Ishank Jaggi

Personal information
- Full name: Ishank Jaggi
- Born: 27 January 1989 (age 37) Jamshedpur, Jharkhand, India
- Batting: Right-handed
- Role: Batsman

Domestic team information
- 2007–2021: Jharkhand
- 2011–2012: Deccan Chargers
- 2017: Kolkata Knight Riders

Career statistics
| Competition | FC | LA | T20 |
| Matches | 90 | 20 | 16 |
| Runs scored | 5600 | 531 | 351 |
| Batting average | 42.10 | 35.40 | 29.25 |
| 100s/50s | 19/21 | 1/1 | 0/3 |
| Top score | 201^* | 111* | 71* |
| Balls bowled | 114 | 6 | – |
| Wickets | 1 | 0 | – |
| Bowling average | 55.00 | – | – |
| 5 wickets in innings | 0 | – | – |
| 10 wickets in match | 0 | – | – |
| Best bowling | 1/15 | – | – |
| Catches/stumpings | 19/– | 5/– | 7/– |
- Source: ESPNcricinfo, 23 January 2013

= Ishank Jaggi =

Indian cricketer

Ishank Jaggi (born 27 January 1989) is an Indian cricketer. He is a right-handed batsman and a leg-break bowler who plays for Jharkhand. He was born in Bacheli. He was brought up in Jamshedpur.

== Biography ==
Jaggi began his youth career playing with Bihar's Under-15s team, in the 2002-03 Polly Umrigar Trophy - scoring a duck in his first appearance. Though he did not make another appearance in that season's competition, he played five further games in the following season's competition, before moving to Jharkhand. Jaggi continued his youth career for the Eastern Indian team, moving up to Under-17s cricket and, two seasons later, Under-19s cricket.

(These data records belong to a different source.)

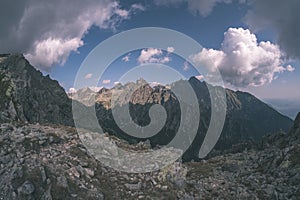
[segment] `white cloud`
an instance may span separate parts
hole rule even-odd
[[[92,26],[115,29],[142,6],[122,9],[111,0],[11,0],[0,7],[0,51],[21,52],[36,67],[63,65]]]
[[[139,63],[147,63],[151,62],[155,56],[160,56],[162,54],[162,50],[156,48],[143,49],[141,51],[140,56],[138,57]]]
[[[198,79],[198,80],[203,80],[204,79],[204,76],[203,75],[198,75],[198,76],[195,76],[196,77],[196,79]]]
[[[128,19],[129,17],[129,11],[127,10],[116,9],[115,13],[124,19]]]
[[[93,76],[93,74],[86,74],[86,75],[84,76],[84,78],[85,78],[85,79],[90,79],[90,78],[92,78],[92,76]]]
[[[229,28],[220,50],[204,48],[191,59],[212,71],[219,69],[223,80],[236,87],[262,86],[274,80],[276,74],[292,70],[292,66],[284,67],[283,53],[277,45],[257,42],[254,34],[242,28]]]
[[[295,71],[295,68],[292,67],[291,65],[286,66],[286,70],[288,70],[289,72],[293,72]]]
[[[162,57],[163,51],[157,48],[143,49],[138,57],[140,64],[145,63],[168,63],[171,61],[170,57]]]
[[[277,43],[289,58],[300,59],[300,1],[299,0],[154,0],[158,6],[187,6],[194,15],[203,17],[211,14],[220,3],[246,4],[244,17],[250,30],[272,29],[277,32]]]
[[[103,80],[102,83],[103,84],[110,84],[110,80]]]
[[[121,84],[121,82],[119,81],[114,82],[114,85],[118,85],[118,84]]]
[[[65,64],[69,54],[82,46],[83,41],[80,38],[67,40],[47,38],[43,41],[37,41],[34,45],[34,50],[24,56],[34,66],[40,66],[47,70],[47,67],[50,67],[53,63]]]
[[[122,58],[122,60],[124,61],[124,62],[128,62],[128,61],[130,61],[130,54],[127,54],[126,56],[124,56],[123,58]]]
[[[168,63],[168,62],[170,62],[170,61],[171,61],[171,58],[165,56],[165,57],[163,57],[163,58],[161,58],[161,59],[158,59],[156,62],[159,62],[159,63]]]
[[[174,47],[167,48],[168,53],[173,53],[175,51]]]
[[[211,71],[217,70],[225,58],[223,51],[203,48],[200,53],[192,56],[193,62],[205,67],[209,67]]]
[[[77,90],[75,89],[75,88],[70,88],[69,90],[68,90],[68,93],[70,93],[70,94],[74,94],[74,93],[76,93],[77,92]]]
[[[145,11],[146,10],[146,8],[144,6],[142,6],[141,4],[133,4],[131,6],[131,8],[134,9],[134,10],[140,10],[140,11]]]

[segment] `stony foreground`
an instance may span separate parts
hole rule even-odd
[[[119,141],[120,142],[120,141]],[[123,146],[129,146],[123,142]],[[135,150],[148,148],[139,143]],[[299,127],[259,146],[128,174],[89,156],[76,130],[0,125],[0,199],[299,199]]]

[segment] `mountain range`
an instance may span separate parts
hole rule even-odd
[[[118,97],[114,106],[129,106],[133,121],[140,126],[146,126],[150,123],[149,109],[151,106],[154,104],[164,106],[168,115],[165,126],[156,135],[147,138],[150,140],[152,147],[155,147],[168,144],[178,130],[181,117],[180,103],[176,95],[172,93],[172,87],[180,84],[180,82],[188,82],[192,86],[201,112],[197,135],[183,156],[184,160],[197,159],[200,146],[210,123],[211,101],[207,83],[199,81],[195,77],[191,77],[186,81],[180,80],[168,86],[158,85],[154,87],[151,87],[145,80],[140,79],[136,83],[118,84],[111,89],[102,88],[96,93],[88,88],[84,88],[75,94],[71,94],[70,97],[80,99],[80,102],[86,103],[87,106],[95,103],[99,123],[105,132],[109,132],[131,143],[138,143],[145,141],[145,139],[132,137],[122,131],[115,123],[111,112],[112,94],[132,91],[134,88],[138,88],[132,96],[124,95]],[[139,88],[138,85],[141,84],[143,86]],[[226,119],[215,150],[229,149],[241,142],[258,141],[268,134],[280,131],[286,132],[293,124],[290,118],[280,114],[249,93],[235,92],[230,89],[225,89],[225,92],[227,103]],[[84,98],[82,99],[82,97]]]
[[[199,149],[210,123],[211,100],[208,84],[195,77],[167,86],[154,87],[140,79],[136,83],[118,84],[111,89],[102,88],[96,93],[89,88],[83,88],[75,94],[69,94],[68,97],[57,81],[49,76],[43,76],[20,54],[0,56],[0,75],[0,122],[38,122],[74,126],[73,100],[82,107],[82,112],[89,112],[95,104],[97,118],[104,132],[130,143],[149,140],[152,147],[162,146],[174,138],[180,124],[180,106],[182,105],[172,92],[172,87],[181,83],[189,83],[197,96],[201,116],[197,135],[184,154],[184,160],[198,158]],[[137,87],[141,83],[142,87]],[[152,137],[138,138],[127,134],[118,127],[112,115],[112,94],[134,89],[132,96],[121,96],[114,106],[129,106],[133,121],[140,126],[146,126],[150,123],[150,107],[154,104],[162,105],[167,113],[166,123]],[[259,141],[268,134],[286,132],[292,127],[293,121],[290,118],[280,114],[255,96],[230,89],[225,89],[225,92],[226,119],[215,150],[230,149],[243,142]],[[80,99],[80,103],[76,99]],[[193,108],[190,110],[192,112]],[[89,126],[84,128],[89,128]]]
[[[173,84],[187,81],[197,95],[203,127],[196,135],[200,139],[185,153],[186,161],[194,159],[199,149],[211,104],[205,82],[192,77]],[[111,104],[112,92],[139,83],[143,87],[134,95]],[[150,173],[126,173],[89,153],[74,127],[72,103],[83,114],[96,108],[99,123],[109,133],[104,140],[136,153],[148,152],[168,142],[172,137],[165,133],[176,129],[180,109],[173,84],[151,87],[139,80],[96,93],[85,88],[69,94],[70,99],[57,81],[43,76],[22,55],[1,55],[0,199],[299,199],[300,113],[291,123],[245,92],[226,89],[228,109],[221,138],[199,162],[177,160]],[[84,104],[76,98],[84,99]],[[151,138],[130,137],[112,118],[114,107],[129,105],[132,119],[147,125],[153,104],[163,105],[168,116],[162,132]],[[116,154],[113,147],[105,153]],[[165,153],[149,159],[171,156]]]

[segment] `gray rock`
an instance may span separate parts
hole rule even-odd
[[[34,185],[30,181],[25,181],[19,188],[18,193],[19,194],[32,194],[35,190]]]
[[[47,180],[45,168],[44,167],[40,167],[40,170],[41,170],[42,181],[45,182]]]
[[[68,188],[68,181],[65,176],[59,176],[57,177],[57,185],[63,187],[63,188]]]
[[[46,190],[46,192],[43,194],[43,196],[41,197],[41,200],[52,200],[51,185]]]
[[[11,155],[5,155],[0,157],[0,163],[7,164],[11,161]]]
[[[125,186],[129,189],[129,190],[140,190],[142,187],[142,183],[138,182],[136,184],[129,184],[126,183]]]

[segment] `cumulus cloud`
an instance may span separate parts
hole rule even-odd
[[[300,59],[300,1],[252,0],[245,21],[253,31],[277,31],[278,44],[288,56]]]
[[[103,84],[110,84],[110,80],[103,80],[102,83]]]
[[[143,49],[140,56],[137,58],[140,64],[145,63],[168,63],[171,58],[168,56],[163,57],[163,51],[157,48]]]
[[[293,69],[290,65],[284,67],[279,46],[258,42],[254,34],[242,28],[229,28],[220,50],[204,48],[191,59],[212,71],[219,69],[223,80],[236,87],[262,86],[274,80],[276,74]]]
[[[90,79],[90,78],[92,78],[92,77],[93,77],[93,74],[86,74],[86,75],[84,76],[85,79]]]
[[[53,63],[65,64],[69,54],[83,45],[80,38],[47,38],[36,41],[30,53],[24,56],[35,66],[50,67]]]
[[[300,59],[299,0],[154,0],[158,6],[186,5],[193,14],[208,16],[217,4],[247,4],[245,22],[257,32],[272,29],[277,32],[278,45],[287,56]]]
[[[174,47],[168,47],[167,48],[167,52],[168,53],[173,53],[175,51],[175,48]]]
[[[156,56],[162,55],[162,50],[156,48],[143,49],[138,57],[139,63],[146,63],[156,60]]]
[[[124,61],[124,62],[129,62],[130,61],[130,54],[127,54],[126,56],[124,56],[123,58],[122,58],[122,60]]]
[[[154,0],[154,2],[156,5],[179,6],[187,4],[189,11],[194,15],[200,14],[205,17],[212,12],[218,3],[231,3],[232,0]]]
[[[111,0],[11,0],[0,7],[0,52],[24,53],[29,61],[49,71],[64,64],[83,45],[92,26],[114,29],[142,6],[121,8]]]

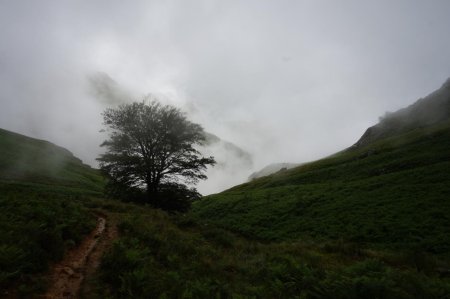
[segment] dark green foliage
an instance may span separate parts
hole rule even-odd
[[[145,190],[126,186],[114,179],[106,184],[105,190],[109,198],[138,204],[148,203],[148,194]],[[188,188],[183,184],[165,183],[160,184],[157,197],[161,200],[151,201],[154,208],[185,213],[189,211],[194,201],[201,198],[201,194],[195,188]]]
[[[449,169],[447,122],[208,196],[192,215],[266,240],[343,239],[446,253]]]
[[[82,199],[103,186],[66,149],[0,129],[0,289],[24,298],[42,292],[49,263],[94,227]]]
[[[448,299],[449,149],[450,123],[419,128],[210,196],[187,215],[85,199],[84,179],[66,184],[28,161],[49,184],[0,182],[0,287],[36,294],[36,273],[93,227],[83,204],[121,219],[85,298]],[[170,183],[159,207],[186,210],[178,199],[197,193]]]
[[[261,244],[185,216],[145,209],[135,211],[119,229],[121,237],[101,265],[98,298],[397,299],[450,294],[450,281],[435,271],[426,274],[398,253],[344,241]]]
[[[380,122],[367,129],[354,147],[368,145],[414,129],[429,127],[450,119],[450,78],[442,87],[414,104],[387,112]]]
[[[76,197],[17,185],[0,190],[0,288],[14,283],[25,290],[93,229],[95,218]]]
[[[128,186],[113,177],[109,177],[108,183],[106,183],[105,196],[107,198],[117,199],[123,202],[134,202],[139,204],[147,202],[147,194],[145,190]]]
[[[104,179],[68,150],[0,129],[0,182],[31,189],[101,195]]]
[[[155,207],[169,212],[187,212],[192,203],[201,198],[201,194],[195,188],[177,183],[162,184],[159,196],[164,200],[156,202]]]
[[[107,151],[98,161],[110,178],[110,194],[187,210],[198,193],[180,182],[195,184],[206,179],[206,167],[215,164],[213,157],[203,157],[196,148],[205,142],[203,128],[179,109],[156,100],[107,109],[103,118],[110,135],[102,144]]]

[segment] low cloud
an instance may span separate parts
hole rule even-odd
[[[445,0],[2,1],[0,127],[95,165],[104,108],[151,93],[248,152],[252,170],[317,159],[449,77],[448,11]]]

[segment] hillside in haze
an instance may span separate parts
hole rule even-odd
[[[102,194],[104,179],[65,148],[0,129],[0,183]]]
[[[272,173],[278,172],[278,171],[284,171],[288,170],[294,167],[299,166],[299,163],[273,163],[270,165],[267,165],[266,167],[253,172],[248,179],[254,180],[263,176],[271,175]]]
[[[104,199],[68,150],[1,130],[0,297],[446,298],[449,149],[442,120],[171,215]]]
[[[204,198],[192,214],[266,240],[450,250],[448,81],[356,146]],[[368,133],[369,132],[369,133]]]
[[[450,299],[449,16],[0,0],[0,299]]]
[[[353,147],[424,128],[450,119],[450,78],[442,87],[414,104],[396,112],[386,113],[380,122],[367,129]]]
[[[67,149],[0,129],[0,298],[45,290],[50,265],[95,227],[81,199],[102,196],[104,184]]]

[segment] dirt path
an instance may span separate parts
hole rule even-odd
[[[116,236],[115,225],[107,223],[104,216],[98,217],[96,228],[53,267],[50,288],[42,298],[78,298],[85,277],[95,273],[103,253]]]

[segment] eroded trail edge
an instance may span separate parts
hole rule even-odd
[[[96,228],[76,248],[67,252],[64,259],[56,264],[51,271],[50,288],[43,296],[46,299],[75,299],[78,298],[81,284],[86,273],[96,270],[105,246],[99,243],[111,241],[112,232],[105,238],[107,230],[106,217],[97,218]],[[108,228],[109,231],[113,229]],[[97,248],[102,247],[102,248]]]

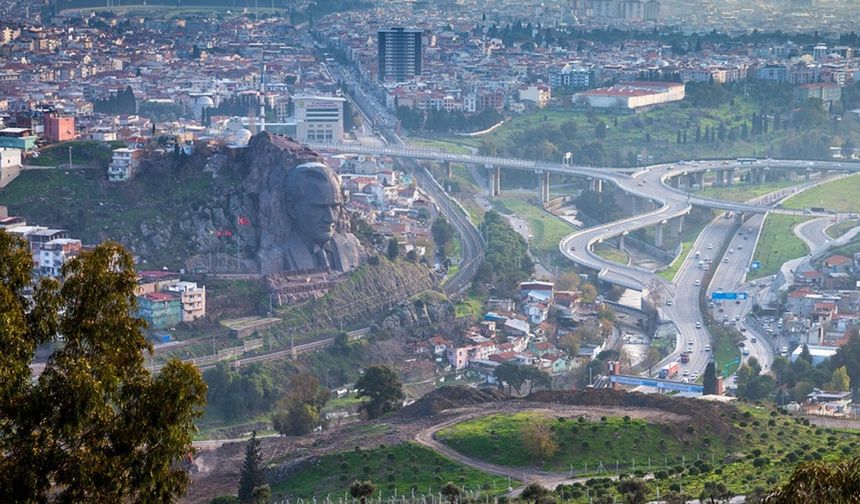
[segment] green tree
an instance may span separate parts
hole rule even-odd
[[[359,397],[368,397],[362,408],[369,418],[377,418],[400,408],[403,403],[403,385],[387,366],[371,366],[355,382]]]
[[[388,240],[388,250],[385,255],[388,256],[388,259],[393,261],[397,259],[397,256],[400,255],[400,244],[397,243],[397,238],[391,238]]]
[[[590,283],[583,285],[580,290],[582,291],[583,302],[593,303],[597,299],[597,289]]]
[[[558,443],[555,442],[552,430],[546,422],[528,422],[523,424],[520,430],[520,438],[526,451],[540,460],[541,464],[547,459],[552,458],[555,452],[558,451]],[[523,498],[528,499],[525,496]]]
[[[30,301],[32,269],[29,246],[0,230],[0,502],[178,498],[206,385],[191,364],[144,367],[131,255],[84,251]],[[57,334],[63,347],[31,380],[36,347]]]
[[[833,374],[830,376],[830,383],[827,384],[827,388],[830,390],[844,391],[848,390],[850,383],[851,380],[848,378],[848,369],[846,369],[845,366],[841,366],[833,370]]]
[[[725,504],[732,498],[732,492],[722,481],[706,481],[702,492],[699,494],[699,502],[708,504]]]
[[[627,504],[644,504],[648,500],[648,485],[639,478],[625,478],[615,486]]]
[[[520,376],[529,386],[528,394],[531,394],[535,387],[550,388],[552,385],[549,375],[534,366],[520,366]]]
[[[254,488],[254,504],[269,504],[270,500],[272,500],[272,488],[269,485]]]
[[[851,391],[856,395],[860,387],[860,332],[857,328],[848,334],[848,342],[839,347],[833,359],[836,366],[845,366],[851,379]]]
[[[520,498],[526,502],[540,504],[549,495],[549,490],[542,487],[540,483],[529,483],[520,493]]]
[[[251,433],[251,439],[245,445],[245,461],[242,463],[242,474],[239,478],[239,500],[243,504],[254,502],[254,489],[265,481],[263,475],[263,454],[257,431]]]
[[[704,389],[703,394],[716,394],[717,393],[717,368],[714,364],[714,361],[708,361],[708,365],[705,366],[705,372],[702,376],[702,387]]]
[[[351,495],[353,499],[358,499],[361,504],[366,504],[367,498],[373,495],[373,492],[375,491],[376,485],[374,485],[370,480],[353,481],[352,485],[349,486],[349,495]]]
[[[460,489],[457,485],[452,482],[445,483],[442,486],[442,489],[439,491],[444,497],[448,499],[450,504],[457,504],[457,499],[460,498],[460,495],[463,493],[463,490]]]
[[[687,496],[681,492],[669,490],[663,494],[663,502],[665,504],[687,504]]]
[[[433,243],[440,252],[444,252],[445,247],[454,239],[454,226],[442,216],[433,221],[430,232],[433,234]]]
[[[525,379],[520,373],[520,367],[510,362],[503,362],[496,366],[496,369],[493,370],[493,376],[496,378],[496,382],[499,385],[499,388],[504,385],[508,386],[508,395],[511,395],[511,388],[513,387],[517,394],[520,393],[520,387],[525,383]]]
[[[594,136],[600,140],[606,138],[606,123],[603,121],[597,121],[597,124],[594,126]]]
[[[860,495],[860,458],[841,462],[805,462],[781,487],[764,498],[766,504],[806,502],[850,503]]]
[[[282,436],[302,436],[320,425],[320,411],[311,404],[295,404],[272,417],[272,426]]]

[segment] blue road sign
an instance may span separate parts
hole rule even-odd
[[[726,301],[734,301],[735,299],[745,300],[749,299],[749,292],[712,292],[711,299],[723,299]]]
[[[758,261],[753,261],[750,264],[750,269],[759,269],[759,268],[761,268],[761,263]]]
[[[644,385],[646,387],[654,387],[662,390],[676,390],[678,392],[693,392],[698,394],[703,393],[705,390],[702,385],[696,385],[693,383],[657,380],[654,378],[641,378],[638,376],[628,375],[612,375],[609,377],[609,381],[612,383],[620,383],[621,385]]]

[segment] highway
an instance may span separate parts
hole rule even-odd
[[[381,116],[381,108],[378,104],[367,104],[367,102],[375,102],[367,93],[361,92],[359,100],[365,101],[364,106],[361,107],[362,109],[370,109],[371,114]],[[377,124],[386,123],[388,123],[388,117],[380,117],[377,122]],[[716,271],[714,272],[714,280],[711,288],[723,288],[724,290],[738,289],[745,281],[746,270],[751,262],[755,248],[755,239],[753,237],[758,236],[764,220],[764,214],[773,212],[797,215],[804,214],[804,212],[774,208],[772,204],[773,200],[779,196],[783,196],[784,192],[776,197],[771,194],[767,195],[768,197],[758,198],[756,201],[737,203],[698,196],[695,193],[687,192],[684,188],[673,186],[670,180],[676,177],[690,177],[694,179],[696,174],[700,174],[701,172],[719,173],[730,171],[734,173],[736,170],[747,169],[755,170],[760,175],[774,169],[802,170],[807,175],[816,171],[860,172],[860,163],[767,159],[752,162],[707,160],[666,163],[645,167],[630,174],[628,173],[629,169],[621,168],[569,166],[562,163],[498,156],[453,154],[433,149],[406,147],[402,145],[396,134],[388,131],[388,135],[386,136],[389,140],[395,139],[396,142],[394,143],[397,145],[369,147],[355,144],[336,144],[311,145],[311,147],[341,153],[382,155],[410,160],[457,162],[484,167],[586,176],[612,183],[626,194],[639,198],[639,209],[634,212],[635,215],[572,233],[561,240],[559,250],[580,266],[597,271],[598,278],[605,282],[638,291],[652,291],[657,293],[658,297],[663,300],[673,299],[677,301],[671,305],[666,304],[660,307],[662,317],[672,320],[678,329],[675,351],[661,362],[660,365],[677,359],[682,351],[689,348],[692,350],[691,359],[689,364],[684,368],[688,374],[701,373],[710,359],[710,352],[706,350],[710,345],[710,337],[704,328],[704,321],[701,318],[702,314],[699,311],[698,305],[700,289],[707,288],[707,286],[696,285],[697,281],[701,283],[704,271],[698,267],[698,259],[695,258],[695,252],[699,251],[701,257],[705,255],[713,256],[719,253],[724,242],[730,240],[725,255],[727,262],[722,262],[720,258],[714,258],[715,263],[712,267],[716,267]],[[457,227],[461,239],[469,236],[470,229],[474,229],[474,226],[468,221],[468,217],[462,211],[462,208],[450,200],[435,181],[430,180],[429,174],[423,171],[416,171],[416,173],[418,174],[417,177],[421,182],[422,188],[432,193],[433,198],[439,203],[442,212]],[[806,185],[811,186],[813,184],[814,182],[811,182]],[[681,266],[674,284],[654,275],[650,270],[615,263],[597,256],[592,250],[594,245],[599,242],[607,241],[617,236],[624,236],[637,229],[656,225],[670,226],[673,219],[688,214],[693,205],[731,210],[733,212],[744,213],[745,215],[758,215],[754,215],[743,224],[743,235],[741,233],[732,235],[732,231],[735,229],[735,219],[718,218],[710,223],[701,233],[694,244],[692,252]],[[825,215],[823,213],[810,214],[809,212],[805,212],[805,214]],[[465,219],[465,222],[461,221],[461,219]],[[812,225],[810,226],[810,233],[815,234],[812,239],[820,240],[823,228],[819,229],[812,227]],[[746,239],[744,239],[744,236],[746,236]],[[473,245],[469,244],[468,247],[471,249]],[[739,246],[740,248],[738,248]],[[460,273],[463,274],[463,278],[452,279],[448,283],[448,286],[450,286],[449,289],[454,292],[460,288],[464,288],[468,284],[467,278],[470,279],[473,274],[472,266],[476,270],[480,264],[478,262],[480,260],[478,258],[481,257],[480,254],[473,256],[475,258],[475,262],[473,263],[471,259],[466,258],[466,248],[467,246],[464,244],[465,264],[469,267],[461,268],[462,271],[458,272],[458,275]],[[481,243],[480,249],[483,250],[483,243]],[[758,288],[747,285],[751,298],[754,298],[753,294]],[[719,312],[720,308],[723,309],[722,312]],[[741,303],[732,302],[731,305],[725,304],[717,307],[718,312],[715,315],[720,320],[729,320],[731,323],[738,325],[738,327],[746,328],[746,333],[751,334],[753,331],[758,330],[758,328],[746,325],[745,318],[751,308],[752,299]],[[757,337],[756,340],[756,343],[752,343],[748,338],[746,345],[749,353],[759,359],[763,367],[767,367],[773,361],[773,344],[767,338],[763,337]]]

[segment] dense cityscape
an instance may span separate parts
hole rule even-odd
[[[0,0],[0,501],[842,503],[844,0]]]

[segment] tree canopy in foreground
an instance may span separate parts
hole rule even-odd
[[[0,231],[0,502],[172,502],[185,492],[206,384],[192,364],[144,367],[137,275],[116,243],[31,287],[27,244]],[[36,347],[60,339],[38,379]]]

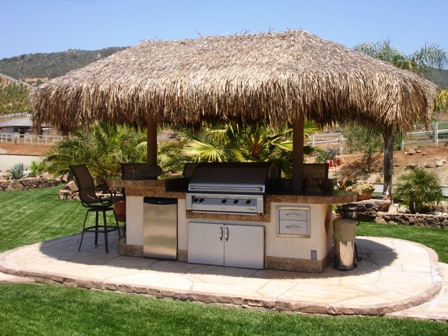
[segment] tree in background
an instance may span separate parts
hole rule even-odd
[[[384,148],[381,134],[371,128],[350,124],[342,130],[350,152],[362,152],[367,172],[371,171],[373,155]]]
[[[448,111],[448,90],[440,90],[436,98],[436,106],[434,110],[438,112]]]
[[[378,43],[362,43],[357,45],[355,50],[363,52],[374,58],[392,63],[400,69],[415,72],[421,76],[430,69],[442,69],[446,67],[447,53],[437,45],[425,45],[419,51],[406,56],[398,49],[391,46],[386,40]],[[380,130],[384,139],[384,181],[383,194],[392,197],[392,175],[393,175],[393,143],[394,132],[390,128]]]
[[[347,146],[350,152],[362,152],[362,160],[368,173],[371,172],[375,153],[384,149],[384,139],[380,132],[372,128],[366,128],[359,124],[350,124],[342,129],[344,137],[347,139]],[[394,148],[399,148],[402,136],[394,136]]]

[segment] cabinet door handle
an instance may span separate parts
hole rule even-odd
[[[285,216],[286,217],[302,217],[302,214],[300,214],[300,213],[297,213],[297,212],[290,212],[290,213],[287,213],[287,214],[285,214]]]
[[[229,240],[229,228],[226,227],[226,241]]]
[[[302,227],[300,225],[287,225],[287,229],[301,229]]]
[[[219,228],[219,240],[222,240],[222,234],[223,234],[223,231],[222,231],[222,226]]]

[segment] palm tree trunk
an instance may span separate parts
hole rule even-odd
[[[383,195],[392,199],[392,176],[393,176],[393,151],[394,135],[392,130],[386,128],[384,131],[384,182]]]

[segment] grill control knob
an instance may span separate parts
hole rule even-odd
[[[222,204],[226,204],[226,203],[227,203],[227,200],[224,198],[224,199],[221,201],[221,203],[222,203]]]
[[[251,203],[252,203],[251,200],[247,200],[247,201],[246,201],[246,204],[247,204],[247,205],[249,205],[249,204],[251,204]]]
[[[233,201],[233,204],[238,204],[239,202],[240,201],[236,199],[236,200]]]
[[[199,203],[204,203],[204,199],[203,199],[203,198],[200,198],[200,199],[199,199]]]

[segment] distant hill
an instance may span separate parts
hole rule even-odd
[[[0,60],[0,115],[28,112],[29,84],[65,75],[126,48],[67,50],[48,54],[26,54]]]
[[[69,49],[63,52],[24,54],[0,60],[0,74],[23,80],[32,85],[65,75],[89,63],[108,57],[127,47],[100,50]],[[448,87],[448,70],[432,70],[426,76],[442,88]]]
[[[30,112],[29,90],[25,84],[0,76],[0,115]]]
[[[448,88],[448,70],[432,69],[425,77],[441,88]]]
[[[108,57],[126,47],[101,50],[70,49],[63,52],[24,54],[0,60],[0,74],[36,84],[33,79],[52,79]]]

Thanks to his performances, which included a hard-fought innings of 115 in the quarter-final of the 2006-07 Vinoo Mankad Trophy, Jaggi was offered his first two List A appearances the following month, in the first match of which he contributed a fifth-ball duck.

At the back end of the following season, Jaggi made five further List A appearances, four in the Vijay Hazare trophy. Jaggi's first-class debut followed at the start of 2008–09, against Jammu and Kashmir. Batting in the upper-order, he scored 58 in the first innings in which he batted, and an unbeaten 71 in the second - securing two half-centuries on debut.

Jaggi made his debut century in his second match, against Haryana.

Jaggi was part of Royal Challengers Bangalore in the inaugural season of IPL in 2008 but did not feature in any match for team RCB.

He was signed by the Deccan Chargers for IPL 2011 and was retained by the team for IPL 2012.

In February 2017, he was bought by the Kolkata Knight Riders team for the 2017 Indian Premier League for 10 lakhs. In January 2018, he was again signed up by the Kolkata Knight Riders in the 2018 IPL auction.